From this point of view, notice that even though the equations with structural simplifications are equivalent to those without, but with numerical lambda = 0, meaning that they have the same solution, they may not be equally easy to solve by Newton's equation. This only became clear to me recently. For example, sqrt(x) = 10 and x = 100 are obviously equivalent if x.min = 0, but while the former is strongly nonlinear, so it can suffer a lot from a bad start value, the latter is linear, so it doesn't bother at all about it. So, if I had to solve

homotopy(sqrt(x) + 0.01*x, sqrt(x)) = 10

dealing with lambda = 0 separately allows to reduce the equation to

x = 100

which is trivially solved. Not doing it leads to

sqrt(x) + lambda*0.01*x = 10

which is hareder to process symbolically and is significantly nonlinear even when lambda = 0 if kept as such.

So do we need an initial system for lambda=0 for DAE-mode?
Probably, but let's try without first.

Sounds good that we try. Just bear in mind that we have evidence that handling lambda = 0 separately and exploiting the corresponding structural simplifications can do wonders in other cases.

First of all let's set
int (*functionInitialEquations_lambda0)(DATA *data, threadData_t*); from our C callback to be NULL if initialEquations_lambda0 in SimCode.SIMCODE is empty.
The let our C runtime handle such a case by using the normal initialization system with lambda=0, e.g. calling functionInitialEquations instead of functionInitialEquations_lambda0.

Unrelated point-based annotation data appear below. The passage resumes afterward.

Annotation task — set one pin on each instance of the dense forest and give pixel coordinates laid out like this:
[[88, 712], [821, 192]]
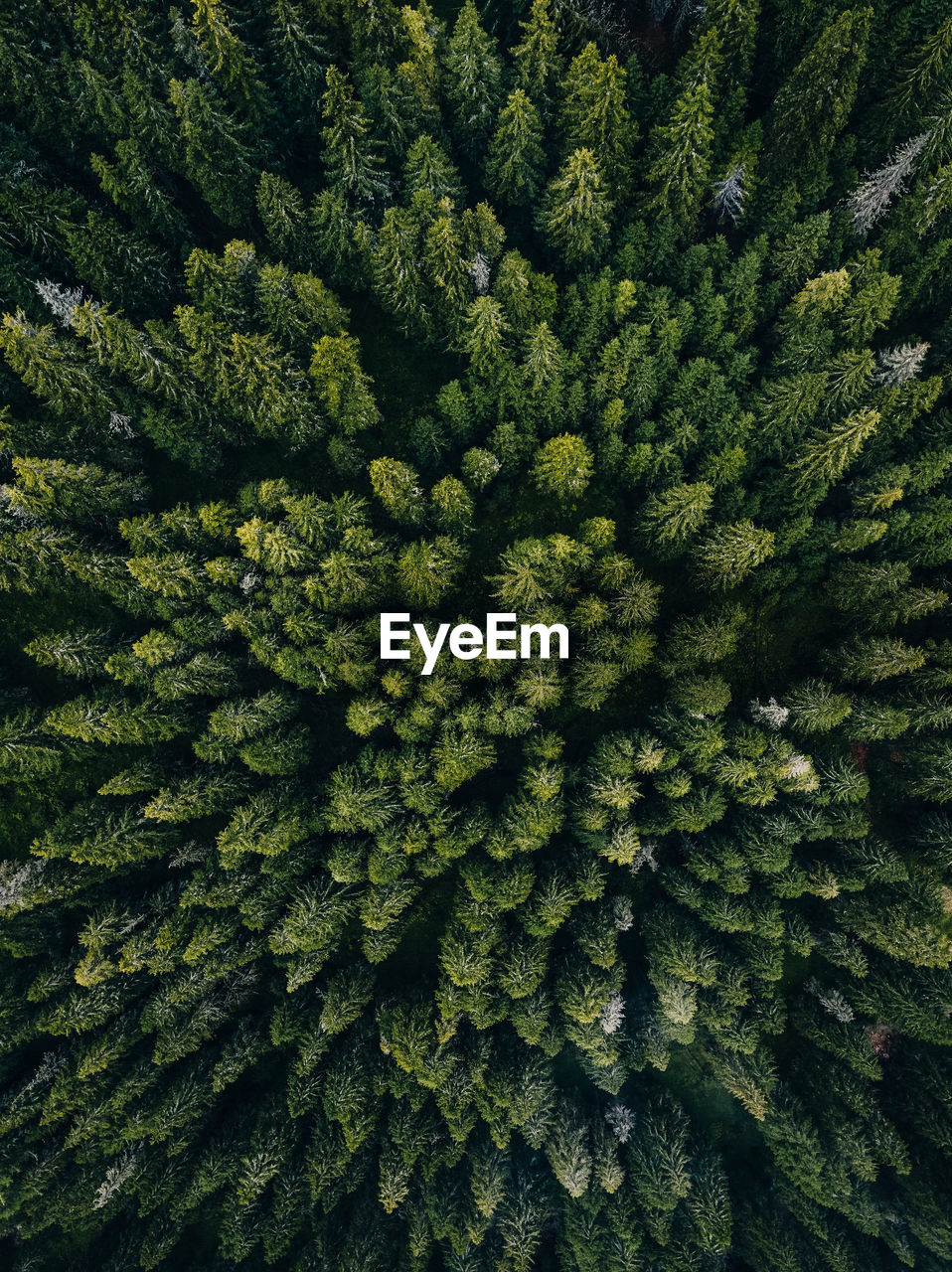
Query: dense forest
[[629, 317]]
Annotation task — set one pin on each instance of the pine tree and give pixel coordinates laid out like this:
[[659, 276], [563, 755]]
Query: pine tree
[[474, 77], [576, 212], [516, 160], [594, 116], [350, 155]]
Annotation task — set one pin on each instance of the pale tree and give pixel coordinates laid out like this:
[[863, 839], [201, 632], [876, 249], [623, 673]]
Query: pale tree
[[871, 200], [900, 364]]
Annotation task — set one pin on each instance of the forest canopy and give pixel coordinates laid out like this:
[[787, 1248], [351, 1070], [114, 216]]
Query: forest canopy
[[631, 321]]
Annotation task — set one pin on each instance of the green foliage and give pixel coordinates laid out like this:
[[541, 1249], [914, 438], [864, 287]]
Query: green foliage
[[630, 321]]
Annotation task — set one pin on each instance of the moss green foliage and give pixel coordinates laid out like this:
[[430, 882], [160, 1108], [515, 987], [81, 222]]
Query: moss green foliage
[[629, 317]]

This sounds good. However, is it really different from what is happening now? I understood that the initial-lambda0 case actually only set the start values to the unknowns, and then the homotopy started at lambda = 0, which should be exactly the same as you're trying to do.

Do I miss something?

[AnHeuermann]

From this point of view, notice that even though the equations with structural simplifications are equivalent to those without, but with numerical lambda = 0, meaning that they have the same solution, they may not be equally easy to solve by Newton's equation.

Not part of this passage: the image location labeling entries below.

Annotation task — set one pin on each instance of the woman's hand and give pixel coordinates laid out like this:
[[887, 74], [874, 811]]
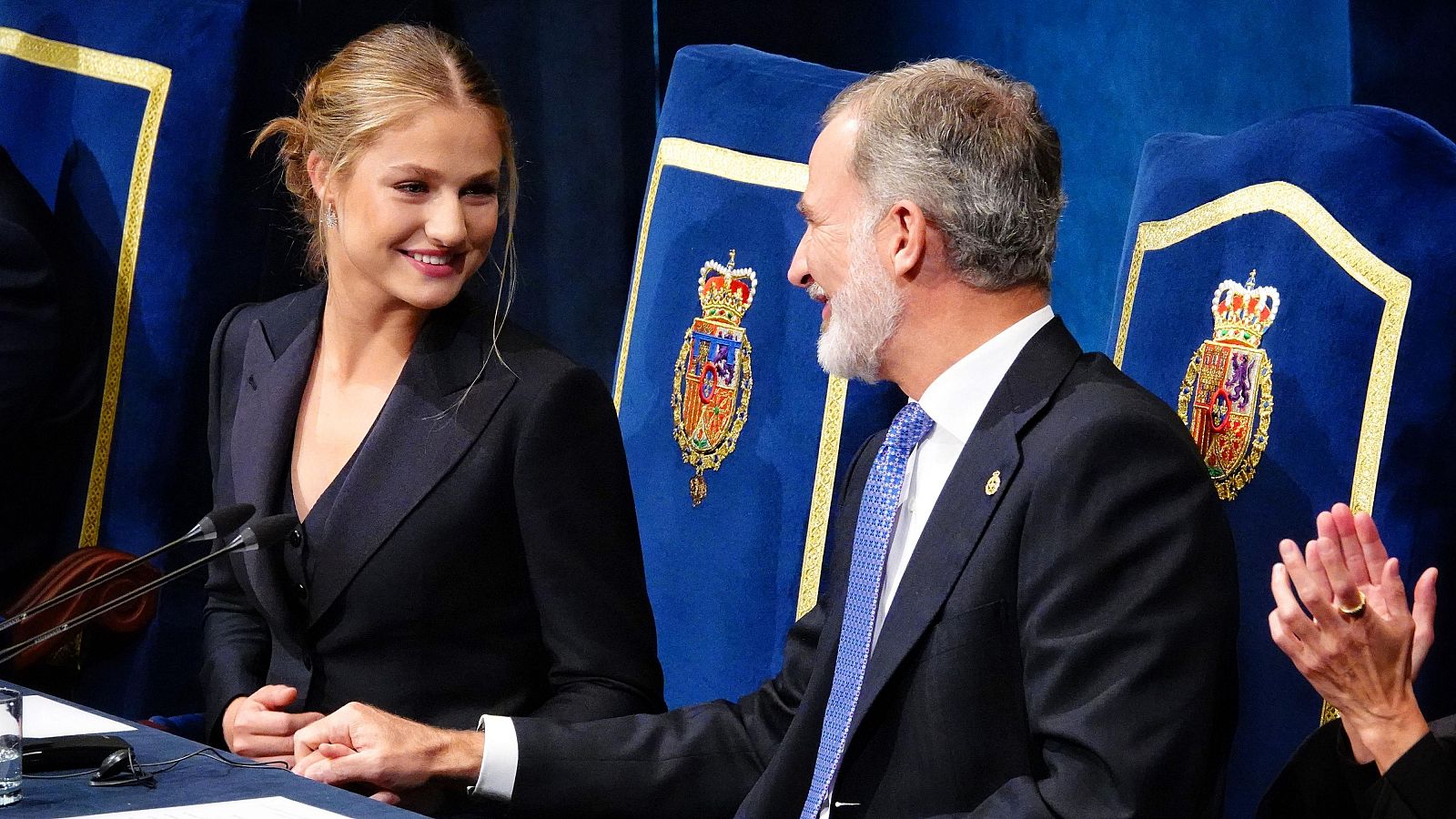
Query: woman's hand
[[258, 727], [1363, 662]]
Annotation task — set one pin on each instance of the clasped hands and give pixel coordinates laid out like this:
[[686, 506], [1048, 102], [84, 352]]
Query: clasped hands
[[388, 758], [1361, 661]]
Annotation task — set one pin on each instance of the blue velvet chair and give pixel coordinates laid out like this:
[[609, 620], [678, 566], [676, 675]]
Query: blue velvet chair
[[734, 436], [120, 114], [1324, 376]]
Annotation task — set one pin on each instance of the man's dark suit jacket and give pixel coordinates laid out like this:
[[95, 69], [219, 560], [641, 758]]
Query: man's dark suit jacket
[[482, 554], [1062, 646], [1324, 782], [51, 343]]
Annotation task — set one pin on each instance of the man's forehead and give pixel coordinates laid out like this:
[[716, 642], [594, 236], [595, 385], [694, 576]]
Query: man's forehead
[[830, 159]]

I agree. But I would like to close this issue and continue on implementing this in #5806.

---

This sounds good. However, is it really different from what is happening now? I understood that the initial-lambda0 case actually only set the start values to the unknowns, and then the homotopy started at lambda = 0, which should be exactly the same as you're trying to do.
Do I miss something?

Before ​https://github.com/OpenModelica/OpenModelica/pull/7095 was merged for lambda=0 nothing was happening. So start values are set and then the homotopy process started with lambda=0.333 (or so). That is of course even harder then to start with the actual*lambda+simplified*(1-lambda) for lambda=0.

[casella]

Replying to AnHeuermann:

From this point of view, notice that even though the equations with structural simplifications are equivalent to those without, but with numerical lambda = 0, meaning that they have the same solution, they may not be equally easy to solve by Newton's equation.

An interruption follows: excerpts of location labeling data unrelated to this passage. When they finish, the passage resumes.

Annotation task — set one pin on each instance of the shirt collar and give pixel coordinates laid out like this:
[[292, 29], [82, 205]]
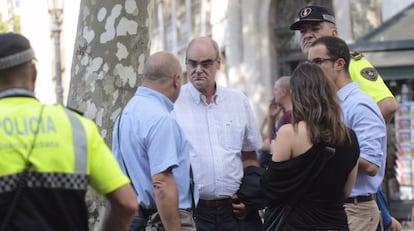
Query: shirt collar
[[16, 92], [148, 92], [346, 90], [198, 97]]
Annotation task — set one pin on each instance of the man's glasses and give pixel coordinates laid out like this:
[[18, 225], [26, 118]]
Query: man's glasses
[[204, 63], [319, 61]]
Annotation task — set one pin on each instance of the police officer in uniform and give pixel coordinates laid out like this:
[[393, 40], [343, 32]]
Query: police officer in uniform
[[49, 155], [317, 21]]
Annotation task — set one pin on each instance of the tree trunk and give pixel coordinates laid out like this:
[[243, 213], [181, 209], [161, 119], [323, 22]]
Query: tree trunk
[[112, 43]]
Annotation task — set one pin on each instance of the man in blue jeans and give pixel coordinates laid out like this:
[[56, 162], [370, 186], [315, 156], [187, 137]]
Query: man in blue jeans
[[389, 223]]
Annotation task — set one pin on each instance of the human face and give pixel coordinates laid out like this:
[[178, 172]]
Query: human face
[[202, 64], [319, 54], [310, 31]]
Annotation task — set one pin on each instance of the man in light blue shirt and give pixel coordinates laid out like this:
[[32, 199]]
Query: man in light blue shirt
[[150, 145], [361, 114]]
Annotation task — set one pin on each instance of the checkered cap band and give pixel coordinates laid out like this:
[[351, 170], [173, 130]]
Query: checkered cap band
[[16, 59], [49, 180]]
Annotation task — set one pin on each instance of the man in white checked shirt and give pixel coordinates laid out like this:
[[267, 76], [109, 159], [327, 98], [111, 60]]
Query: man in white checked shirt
[[223, 136]]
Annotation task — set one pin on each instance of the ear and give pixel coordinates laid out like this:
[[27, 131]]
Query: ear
[[340, 64], [218, 64], [177, 80]]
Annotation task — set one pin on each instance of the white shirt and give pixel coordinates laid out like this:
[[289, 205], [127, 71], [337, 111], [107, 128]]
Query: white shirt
[[217, 134]]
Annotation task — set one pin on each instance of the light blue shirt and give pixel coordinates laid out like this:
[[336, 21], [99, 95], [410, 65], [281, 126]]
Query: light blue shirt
[[151, 141], [362, 114]]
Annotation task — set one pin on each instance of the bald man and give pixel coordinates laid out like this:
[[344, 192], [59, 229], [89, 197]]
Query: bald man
[[151, 148], [224, 137]]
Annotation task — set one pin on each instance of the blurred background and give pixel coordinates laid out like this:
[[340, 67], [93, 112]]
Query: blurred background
[[256, 47]]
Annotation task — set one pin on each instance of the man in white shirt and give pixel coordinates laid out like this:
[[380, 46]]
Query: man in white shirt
[[223, 136]]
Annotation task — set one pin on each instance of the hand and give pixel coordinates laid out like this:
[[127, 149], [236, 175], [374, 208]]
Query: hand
[[240, 210], [274, 109], [395, 225]]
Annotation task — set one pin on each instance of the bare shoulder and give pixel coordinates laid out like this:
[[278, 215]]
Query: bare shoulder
[[286, 130]]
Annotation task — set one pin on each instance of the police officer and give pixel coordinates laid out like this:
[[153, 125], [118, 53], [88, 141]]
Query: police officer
[[49, 155], [317, 21]]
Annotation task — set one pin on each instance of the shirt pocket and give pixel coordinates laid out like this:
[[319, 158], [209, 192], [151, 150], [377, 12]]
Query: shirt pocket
[[231, 135]]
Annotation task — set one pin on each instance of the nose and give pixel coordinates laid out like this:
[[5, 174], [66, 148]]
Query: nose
[[307, 33], [199, 68]]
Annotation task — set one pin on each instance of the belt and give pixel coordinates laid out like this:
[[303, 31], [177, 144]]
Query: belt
[[359, 199], [146, 213], [215, 203]]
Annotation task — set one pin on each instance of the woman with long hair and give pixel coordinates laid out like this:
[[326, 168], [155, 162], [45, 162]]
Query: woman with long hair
[[314, 162]]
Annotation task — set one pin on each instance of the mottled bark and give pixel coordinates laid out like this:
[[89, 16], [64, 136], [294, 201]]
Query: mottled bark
[[112, 43]]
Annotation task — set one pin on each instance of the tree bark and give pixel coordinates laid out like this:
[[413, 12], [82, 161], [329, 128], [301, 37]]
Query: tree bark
[[112, 43]]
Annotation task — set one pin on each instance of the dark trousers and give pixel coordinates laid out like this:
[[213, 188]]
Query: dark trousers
[[222, 219]]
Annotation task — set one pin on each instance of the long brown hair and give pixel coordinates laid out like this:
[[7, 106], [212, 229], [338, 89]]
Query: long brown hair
[[315, 102]]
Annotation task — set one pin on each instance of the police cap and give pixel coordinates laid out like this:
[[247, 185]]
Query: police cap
[[313, 14], [15, 49]]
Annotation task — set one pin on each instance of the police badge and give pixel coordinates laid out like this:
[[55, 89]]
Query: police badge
[[370, 73]]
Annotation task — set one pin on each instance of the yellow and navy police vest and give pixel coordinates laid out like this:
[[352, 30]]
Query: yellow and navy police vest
[[370, 81], [68, 154]]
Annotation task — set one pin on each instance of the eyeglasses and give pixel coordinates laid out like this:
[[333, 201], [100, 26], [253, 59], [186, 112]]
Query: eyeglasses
[[204, 63], [319, 61]]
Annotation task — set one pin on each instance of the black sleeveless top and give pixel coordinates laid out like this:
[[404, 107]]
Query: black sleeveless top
[[312, 185]]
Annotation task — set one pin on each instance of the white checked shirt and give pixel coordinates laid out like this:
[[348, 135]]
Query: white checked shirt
[[217, 134]]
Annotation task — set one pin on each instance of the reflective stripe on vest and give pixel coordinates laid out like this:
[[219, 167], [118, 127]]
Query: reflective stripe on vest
[[79, 143]]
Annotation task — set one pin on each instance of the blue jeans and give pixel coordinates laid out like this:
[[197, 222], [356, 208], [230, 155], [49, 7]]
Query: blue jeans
[[138, 224]]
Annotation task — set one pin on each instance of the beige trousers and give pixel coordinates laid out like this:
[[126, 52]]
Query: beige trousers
[[363, 216]]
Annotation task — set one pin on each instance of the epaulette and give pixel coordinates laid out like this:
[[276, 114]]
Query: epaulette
[[356, 55], [76, 111]]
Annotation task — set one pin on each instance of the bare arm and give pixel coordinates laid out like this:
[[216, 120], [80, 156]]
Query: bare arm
[[166, 198], [367, 167], [350, 182], [388, 107], [124, 205], [273, 113]]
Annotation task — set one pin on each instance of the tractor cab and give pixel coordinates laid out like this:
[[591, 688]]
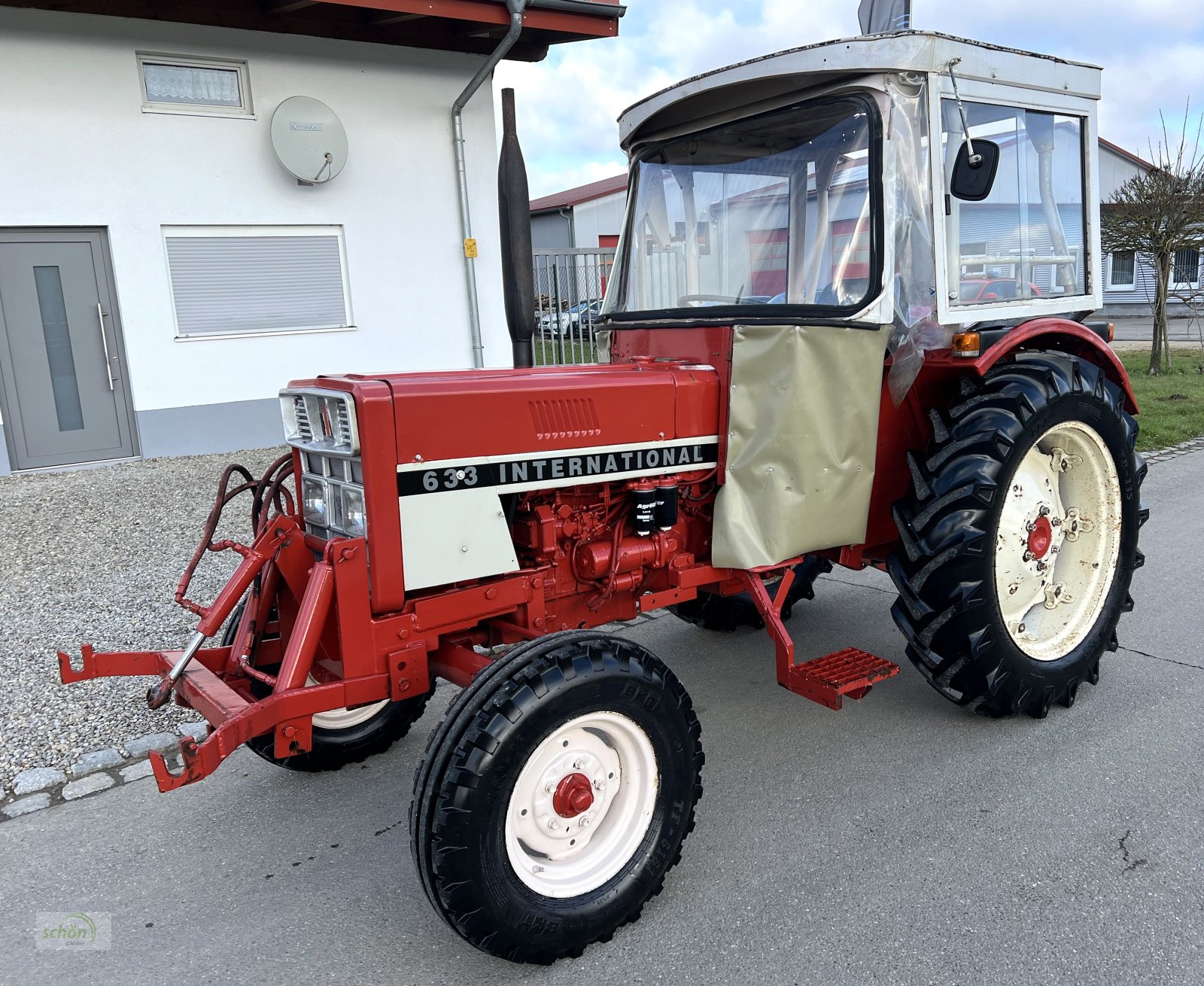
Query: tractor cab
[[874, 180]]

I agree. But I would like to close this issue and continue on implementing this in #5806.

Sounds good.

---

This sounds good. However, is it really different from what is happening now? I understood that the initial-lambda0 case actually only set the start values to the unknowns, and then the homotopy started at lambda = 0, which should be exactly the same as you're trying to do.
Do I miss something?

Before ​https://github.com/OpenModelica/OpenModelica/pull/7095 was merged for lambda=0 nothing was happening. So start values are set and then the homotopy process started with lambda=0.333 (or so). That is of course even harder then to start with the actual*lambda+simplified*(1-lambda) for lambda=0.

OK, I see. I'll try out the nightly build on my grid tests and report if it works better.

Thanks!

[casella]

Just tried it with Type1_N_4_M_4 test case. Newton solver hangs forever when trying to solve the large nonlinear system during the lambda = 0 iteration. Besides, no LOG_NLS_V output for that system, alas, so it is impossible to figure out what's going on. You can try it yourself with the privately sent test package.

[casella]

Problem solved, see ticket:5806#comment:12.

The fact that the lambda = 0 step failed (without symbolic simplifications) maybe was due to #6348, we can continue the investigation using @christiankral's test case there.